Rattan made the scene in the US early in the 20th century, most famously as the peacock chair – a large woven chair with a semi-circular back designed to resemble a peacock’s spread tail. The bohemian glamour of the chair caught the eye of the beautiful Hollywood set and later became a pop culture symbol in the 1970’s, popularized by a poster of Huey Newton, renowned leader of the Black Panthers. Later that decade, Rattan played a significant role in the tropical design trend seen in both indoor and outdoor furniture. Since wicker and rattan are experiencing a resurgence, let’s take the time to educate ourselves and fully appreciate the craftsmanship involved in making good quality rattan furniture.
What are Wicker and Rattan? First, let’s clarify: wicker is not a material, but rather a general term referring to the method of weaving together fibers for furniture and decorative items. It is a broadly used term for all items woven from synthetic or natural fibers such as rattan, bamboo, seagrass and more. While wicker furniture can be composed of all these materials, rattan furniture is only made from rattan poles and other rattan materials.
Rattan – actually a liana vine, not a tree – is one of the hardest woods in the world and can easily be bent and woven into various shapes. Found mainly in SE Asia, some species grow more than 300 feet in length, thus making rattan an abundant and sustainable resource. At first glance, rattan appears similar to bamboo; however, the rattan poles are solid, not hollow as is bamboo. In addition, rattan poles are smoother and more regular in size than bamboo.
The production of rattan furniture often utilizes material from the entire plant: peel, core and pole. Rattan poles, i.e. the stem, are very strong and generally used to form the frame of furniture. They are quality rated according to the thickness of the pole and the smoothness of the exterior. Although their natural hue is beautiful without decoration, rattan poles are easily painted.
Cane is the outer skin of the rattan that has been peeled away from the stem and cut into thin strips. Cane is produced in many different sizes used for weaving seats and chair frames along with other decorative accessories. Cane has a beautiful naturally glossy finish and can be easily dyed to several colors for a custom look. Less porous than other natural materials, cane repels spills if wrapped tightly around the frame of the furniture.
Reed is the thin flexible material found inside the rattan core. Most often used for basket weaving, it may also appear as an ornamental element in wicker furniture. Unlike cane, it has no natural finish and is quite porous and thus readily accepts paint or stain.

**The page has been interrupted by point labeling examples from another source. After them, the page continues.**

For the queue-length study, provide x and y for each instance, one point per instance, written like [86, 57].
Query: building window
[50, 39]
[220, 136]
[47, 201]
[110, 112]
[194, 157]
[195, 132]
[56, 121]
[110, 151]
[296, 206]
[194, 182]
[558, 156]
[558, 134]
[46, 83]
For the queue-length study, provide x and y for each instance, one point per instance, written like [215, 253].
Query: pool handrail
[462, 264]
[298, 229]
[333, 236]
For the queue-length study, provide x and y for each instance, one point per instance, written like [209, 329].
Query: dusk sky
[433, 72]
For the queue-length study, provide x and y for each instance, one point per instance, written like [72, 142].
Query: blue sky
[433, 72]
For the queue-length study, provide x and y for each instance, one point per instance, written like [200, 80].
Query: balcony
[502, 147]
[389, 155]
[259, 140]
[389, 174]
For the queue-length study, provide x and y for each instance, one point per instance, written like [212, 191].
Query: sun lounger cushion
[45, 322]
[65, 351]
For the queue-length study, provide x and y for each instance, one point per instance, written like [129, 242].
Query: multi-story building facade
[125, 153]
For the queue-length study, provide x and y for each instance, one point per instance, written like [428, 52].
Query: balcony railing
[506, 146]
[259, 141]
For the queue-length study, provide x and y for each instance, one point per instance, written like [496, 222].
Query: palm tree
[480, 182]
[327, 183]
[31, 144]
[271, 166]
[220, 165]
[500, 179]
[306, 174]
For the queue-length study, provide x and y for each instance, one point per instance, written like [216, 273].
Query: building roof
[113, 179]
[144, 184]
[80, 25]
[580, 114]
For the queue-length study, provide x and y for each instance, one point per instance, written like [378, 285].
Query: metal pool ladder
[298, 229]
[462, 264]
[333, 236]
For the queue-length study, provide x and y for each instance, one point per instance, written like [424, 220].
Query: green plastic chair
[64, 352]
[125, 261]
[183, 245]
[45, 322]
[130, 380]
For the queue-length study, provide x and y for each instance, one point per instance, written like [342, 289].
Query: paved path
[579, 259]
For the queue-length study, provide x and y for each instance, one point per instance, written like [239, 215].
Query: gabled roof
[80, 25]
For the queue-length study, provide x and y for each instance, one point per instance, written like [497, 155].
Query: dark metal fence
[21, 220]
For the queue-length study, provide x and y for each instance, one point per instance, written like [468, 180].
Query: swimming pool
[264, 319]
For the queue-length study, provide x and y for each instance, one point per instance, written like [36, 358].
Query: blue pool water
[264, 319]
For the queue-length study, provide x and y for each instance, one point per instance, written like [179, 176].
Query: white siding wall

Rattan Furniture Production
Poles and canes are chosen and categorized by their size and texture, upon which quality is based. They are then straightened, measured and cut into designated size components. The solid rattan poles are then steamed and bent into shape using a jig or mold. To prepare for assembly, the poles are drilled where necessary for screws and grooved for the rattan webbing. To strengthen the furniture’s joints, select ends of the poles are cut into a half moon shape with a coping saw. Re-enforced cross bracing is also built into all our designs.
Weaving components by hand may take up to four days, depending on the type and complexity of the piece. The tighter and more detailed the weave, the more time needed. Once the frame and components are assembled with screws and nails and then sanded and scraped, it is time for binding. Rattan strips are then attached and woven over the frame in the desired open or closed weave design.
The final production phase, finishing, involves a minimum of 7 steps:
- Deburring-rattan ends are burned off for a smooth feel
- Applying first color coat
- Applying second color coat
The final result of all this labor is a sustainably harvested, strong, beautiful piece of rattan furniture you can pass down to future generations. Heirloom quality pieces can last decades and match many different decors. Upon further reflection, the warmth of wicker may just be what we need right now to counteract all that is fast, shiny and tech driven in our world.